You'll need to implement namespace sharding before reaching the limit. The recommended approach is horizontal partitioning based on logical boundaries (user IDs, content categories, time ranges). Turbopuffer is expanding limits to 1 billion documents per namespace, but architectural planning for sharding is still recommended for applications expecting massive scale.

How does Turbopuffer's cost structure compare to self-hosted solutions?

While self-hosted solutions have lower direct costs, Turbopuffer eliminates infrastructure management, monitoring, backup, and scaling responsibilities. For variable workloads, Turbopuffer's usage-based pricing often results in lower total cost of ownership. Fixed, high-volume workloads may find self-hosted solutions more cost-effective if you have the operational expertise.

Can I migrate existing vector data from other databases to Turbopuffer?
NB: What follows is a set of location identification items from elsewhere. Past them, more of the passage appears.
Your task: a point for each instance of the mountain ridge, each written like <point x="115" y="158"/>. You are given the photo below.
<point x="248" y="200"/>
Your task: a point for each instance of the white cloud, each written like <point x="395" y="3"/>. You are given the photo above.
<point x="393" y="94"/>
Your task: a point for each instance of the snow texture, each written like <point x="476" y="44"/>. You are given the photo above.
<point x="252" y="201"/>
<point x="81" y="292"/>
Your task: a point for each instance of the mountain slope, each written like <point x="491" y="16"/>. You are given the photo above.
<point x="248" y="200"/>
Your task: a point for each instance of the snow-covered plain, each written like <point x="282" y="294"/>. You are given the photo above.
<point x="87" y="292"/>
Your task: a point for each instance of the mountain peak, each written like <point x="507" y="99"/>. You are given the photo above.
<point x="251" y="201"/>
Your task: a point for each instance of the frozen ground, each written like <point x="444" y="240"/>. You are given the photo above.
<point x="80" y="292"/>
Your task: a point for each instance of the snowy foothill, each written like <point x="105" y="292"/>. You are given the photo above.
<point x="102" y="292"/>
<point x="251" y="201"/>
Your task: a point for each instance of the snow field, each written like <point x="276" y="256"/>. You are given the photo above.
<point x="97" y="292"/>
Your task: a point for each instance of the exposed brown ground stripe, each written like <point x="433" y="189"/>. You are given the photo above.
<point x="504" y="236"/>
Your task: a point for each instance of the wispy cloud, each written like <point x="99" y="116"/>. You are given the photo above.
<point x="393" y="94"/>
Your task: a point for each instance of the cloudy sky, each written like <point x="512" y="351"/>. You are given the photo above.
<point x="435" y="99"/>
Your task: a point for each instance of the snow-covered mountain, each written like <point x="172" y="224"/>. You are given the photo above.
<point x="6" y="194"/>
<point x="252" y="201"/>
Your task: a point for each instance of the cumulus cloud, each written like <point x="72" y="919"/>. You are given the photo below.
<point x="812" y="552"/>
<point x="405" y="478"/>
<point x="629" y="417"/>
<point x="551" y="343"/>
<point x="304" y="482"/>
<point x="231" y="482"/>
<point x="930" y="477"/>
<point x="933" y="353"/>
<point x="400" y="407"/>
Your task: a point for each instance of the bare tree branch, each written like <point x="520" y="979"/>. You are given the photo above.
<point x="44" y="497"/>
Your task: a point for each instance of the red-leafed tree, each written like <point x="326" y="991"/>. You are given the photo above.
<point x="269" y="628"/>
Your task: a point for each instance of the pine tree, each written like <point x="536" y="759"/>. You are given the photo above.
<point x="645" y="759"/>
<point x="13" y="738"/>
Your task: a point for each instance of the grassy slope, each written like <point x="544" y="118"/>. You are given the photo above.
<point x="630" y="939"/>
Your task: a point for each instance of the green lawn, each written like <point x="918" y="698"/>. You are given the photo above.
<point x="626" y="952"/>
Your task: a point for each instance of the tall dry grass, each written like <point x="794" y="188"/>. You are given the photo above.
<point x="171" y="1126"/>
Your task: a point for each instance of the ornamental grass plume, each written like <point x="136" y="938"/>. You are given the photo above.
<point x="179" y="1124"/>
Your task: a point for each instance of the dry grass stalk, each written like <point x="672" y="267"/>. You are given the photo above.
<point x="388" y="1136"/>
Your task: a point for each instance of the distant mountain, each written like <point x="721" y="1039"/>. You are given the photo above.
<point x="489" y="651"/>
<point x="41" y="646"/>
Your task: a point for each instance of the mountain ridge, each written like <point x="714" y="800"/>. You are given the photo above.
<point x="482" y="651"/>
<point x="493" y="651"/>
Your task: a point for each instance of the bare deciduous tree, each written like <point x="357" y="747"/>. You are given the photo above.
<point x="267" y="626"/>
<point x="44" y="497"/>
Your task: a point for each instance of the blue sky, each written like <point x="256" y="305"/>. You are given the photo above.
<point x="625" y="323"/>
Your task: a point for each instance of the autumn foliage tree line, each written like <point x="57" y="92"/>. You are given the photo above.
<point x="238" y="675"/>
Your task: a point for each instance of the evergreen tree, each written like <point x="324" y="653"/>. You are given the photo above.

Yes, you can orchestrate data migrations using Turbopuffer's REST API and SDKs with bulk import operations. For large migrations, implement batching strategies up to 256 MB per batch to optimize costs. The migration process typically involves extracting vectors and metadata from your existing system and using Turbopuffer's upsert operations with appropriate namespace organization.

What's the recommended approach for hybrid search combining vector and full-text search?

You can build hybrid search systems with Turbopuffer that natively support queries combining vector similarity with BM25 full-text search. Store your text content in attributes and use multi-query operations to combine vector search results with full-text search results. The system handles scoring and ranking across both search types automatically.

How do I optimize for the lowest possible query latency?

Focus on cache warming strategies, efficient namespace organization (10 namespaces of 1M documents vs 1 namespace of 10M), and avoiding expensive filter patterns. Use shorter ID formats (integers vs UUID strings), batch writes to maintain good indexing thresholds, and consider geographic deployment closer to your users.

What monitoring and observability features are available for production deployments?

Turbopuffer provides built-in metrics for cache hit rates, query performance, and index statistics. BYOC deployments integrate with standard Kubernetes observability platforms. Monitor cache hit rates, query concurrency levels, and indexing lag as key performance indicators for your AI agent workflows.

How does namespace design affect both performance and costs?

Namespace design is critical for both performance and cost optimization when building TypeScript AI agent frameworks. Multiple smaller namespaces (10 namespaces of 1M documents) generally perform better than single large namespaces due to indexing efficiency and cache locality. However, cross-namespace queries require application-level coordination and may increase complexity in agentic workflows.

The Serverless Vector Database Advantage

Turbopuffer represents a fundamental shift in vector database architecture, proving that you don't have to choose between operational simplicity and cost efficiency. By separating storage from compute and implementing intelligent caching, it delivers the ease of managed services with economics that scale naturally with usage.

For teams building TypeScript AI agent frameworks, you can use Turbopuffer to orchestrate vector search with enterprise-grade performance and reliability without the enterprise-grade price tag or operational overhead. While the ecosystem remains smaller than established alternatives, the technical advantages and proven production success at companies like Cursor make it a serious contender for cost-conscious applications requiring reliable vector search capabilities in agentic workflows.

The serverless approach isn't just about reducing costs: it's about removing infrastructure decisions from the critical path of AI application development, letting teams focus on building great user experiences rather than managing database clusters.